After fitting a generalized linear model with brms, I can pass the model object to emmeans() to obtain the posterior for marginal means the outcome on the probability or response scale. Since probabilities are non-linear in the parameters, the distribution of predictors affects these predictions. Accordingly, we need to specify the distribution/grid we want to average over for the marginal means.
To illustrate the source of confusion, let’s simulate some data and fit a beta regression. We’re interested in the marginal means of y for values of x, averaging over z.
library(brms)
library(emmeans)
set.seed(123)
# simulate data
df <- data.frame(y = runif(100),
x = sample(0:1, size = 100, replace = T),
z = as.character(sample(1:4, size = 100, replace = T)))
# fit beta model
mod <- brms::brm(formula = y ~ x + z + x:z,
data = df,
family = Beta(link = "logit", link_phi = "log"),
seed = 123)
Doesn’t include predictors in grid
If we don’t specify anything about the predictor grid, the resulting object does not contain any information about the distribution of the predictor we’re averaging over z. What distribution is it implicitly assuming?
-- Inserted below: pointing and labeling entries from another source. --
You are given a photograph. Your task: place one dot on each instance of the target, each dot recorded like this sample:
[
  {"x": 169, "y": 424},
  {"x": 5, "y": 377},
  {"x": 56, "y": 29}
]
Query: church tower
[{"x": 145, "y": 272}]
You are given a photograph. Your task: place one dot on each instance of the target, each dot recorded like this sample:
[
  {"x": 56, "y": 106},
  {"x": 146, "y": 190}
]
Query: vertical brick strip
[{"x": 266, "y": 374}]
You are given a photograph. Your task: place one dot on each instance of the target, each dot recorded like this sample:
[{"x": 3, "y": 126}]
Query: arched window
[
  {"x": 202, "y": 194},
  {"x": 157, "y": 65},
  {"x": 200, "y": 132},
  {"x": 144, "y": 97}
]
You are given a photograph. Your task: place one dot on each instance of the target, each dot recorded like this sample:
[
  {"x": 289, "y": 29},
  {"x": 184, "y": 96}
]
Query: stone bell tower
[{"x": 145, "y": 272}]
# Specify nothing about grid
nogrid <- emmeans(object = mod, ~x, epred = TRUE)
nogrid
#> x emmean lower.HPD upper.HPD
#> 0 0.545 0.466 0.622
#> 1 0.459 0.386 0.530
#>
#> Point estimate displayed: median
#> HPD interval probability: 0.95
nogrid@grid
#> x .wgt.
#> 1 0 46
#> 2 1 54
If we explicitly tell emmeans to weight each cell of the grid by its frequency in the sample, we get identical implied weights and still no mention of z in the grid/output.
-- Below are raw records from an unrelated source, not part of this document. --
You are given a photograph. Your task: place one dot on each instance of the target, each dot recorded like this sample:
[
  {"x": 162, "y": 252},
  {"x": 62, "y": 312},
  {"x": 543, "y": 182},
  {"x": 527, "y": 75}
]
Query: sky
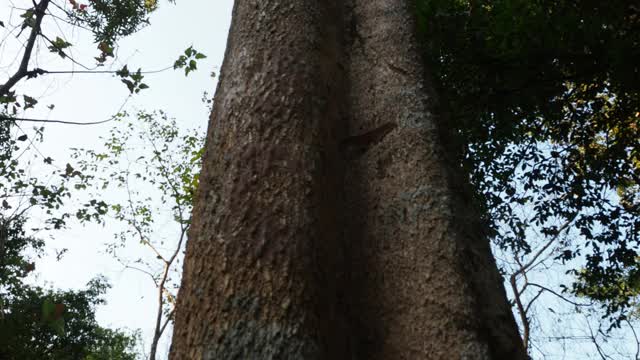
[{"x": 203, "y": 24}]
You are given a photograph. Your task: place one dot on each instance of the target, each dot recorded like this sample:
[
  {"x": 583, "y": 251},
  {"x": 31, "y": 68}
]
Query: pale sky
[{"x": 200, "y": 23}]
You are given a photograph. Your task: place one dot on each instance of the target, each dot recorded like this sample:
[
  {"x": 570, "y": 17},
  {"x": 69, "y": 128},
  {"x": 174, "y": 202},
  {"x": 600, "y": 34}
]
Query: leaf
[{"x": 29, "y": 102}]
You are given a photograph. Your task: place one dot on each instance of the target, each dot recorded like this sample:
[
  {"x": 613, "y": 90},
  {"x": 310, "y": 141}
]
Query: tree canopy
[{"x": 544, "y": 100}]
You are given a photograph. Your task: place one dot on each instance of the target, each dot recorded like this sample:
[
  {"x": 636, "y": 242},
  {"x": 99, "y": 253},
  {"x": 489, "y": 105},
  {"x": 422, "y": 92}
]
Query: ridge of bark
[{"x": 328, "y": 224}]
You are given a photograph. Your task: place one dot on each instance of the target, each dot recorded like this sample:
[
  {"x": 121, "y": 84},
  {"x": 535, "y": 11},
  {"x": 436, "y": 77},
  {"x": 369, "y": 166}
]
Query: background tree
[
  {"x": 543, "y": 100},
  {"x": 153, "y": 166}
]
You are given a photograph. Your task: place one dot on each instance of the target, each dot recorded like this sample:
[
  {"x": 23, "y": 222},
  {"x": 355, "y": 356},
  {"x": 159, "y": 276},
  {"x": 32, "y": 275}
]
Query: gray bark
[{"x": 329, "y": 223}]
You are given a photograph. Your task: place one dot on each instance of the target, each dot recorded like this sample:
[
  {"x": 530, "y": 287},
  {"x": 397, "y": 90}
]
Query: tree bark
[{"x": 329, "y": 223}]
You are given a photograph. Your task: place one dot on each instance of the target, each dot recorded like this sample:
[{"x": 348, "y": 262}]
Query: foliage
[
  {"x": 39, "y": 323},
  {"x": 164, "y": 176},
  {"x": 545, "y": 103}
]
# Specify that expected values should be based on probabilities for each cell
# of the predictor grid, where the cell's contribution is weighted by frequency
weighted <- emmeans(object = mod, ~x, weights = "cells", epred = TRUE)
weighted
#> x emmean lower.HPD upper.HPD
#> 0 0.541 0.460 0.614
#> 1 0.462 0.393 0.535
#>
#> Point estimate displayed: median
#> HPD interval probability: 0.95
weighted@grid
#> x .wgt.
#> 1 0 46
#> 2 1 54
It also does not appear possible to use the at argument either to fix this, as the below code produces the same issue (although somewhat different estimates).
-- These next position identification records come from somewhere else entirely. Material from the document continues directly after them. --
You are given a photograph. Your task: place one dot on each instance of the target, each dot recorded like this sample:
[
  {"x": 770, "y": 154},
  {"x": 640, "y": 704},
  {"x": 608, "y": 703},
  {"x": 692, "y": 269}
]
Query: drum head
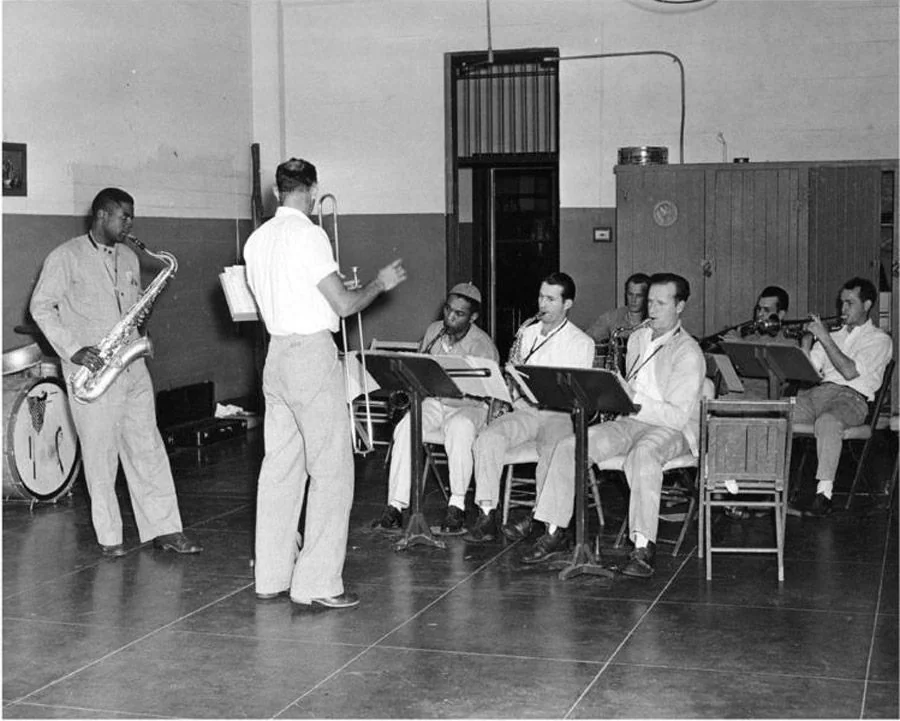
[{"x": 41, "y": 453}]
emmeans(object = mod, ~x, weights = "cells",
at = list(z = unique(df$z)), epred = TRUE)
Expected grid
While none of the above appear to average over z, I was expecting them to use a predictor grid like the below:
# What I was expecting:
grid_expected <- ref_grid(mod, weights = "cells")
grid_expected@grid
#> x z .wgt.
#> 1 0 1 15
#> 2 1 1 17
#> 3 0 2 13
#> 4 1 2 11
#> 5 0 3 9
#> 6 1 3 10
#> 7 0 4 9
#> 8 1 4 16
Rather than pass the grid I produced with ref_grid above to emmeans(), I’d like to understand what is going on with the other code.
Figured I’d ping @Russ_Lenth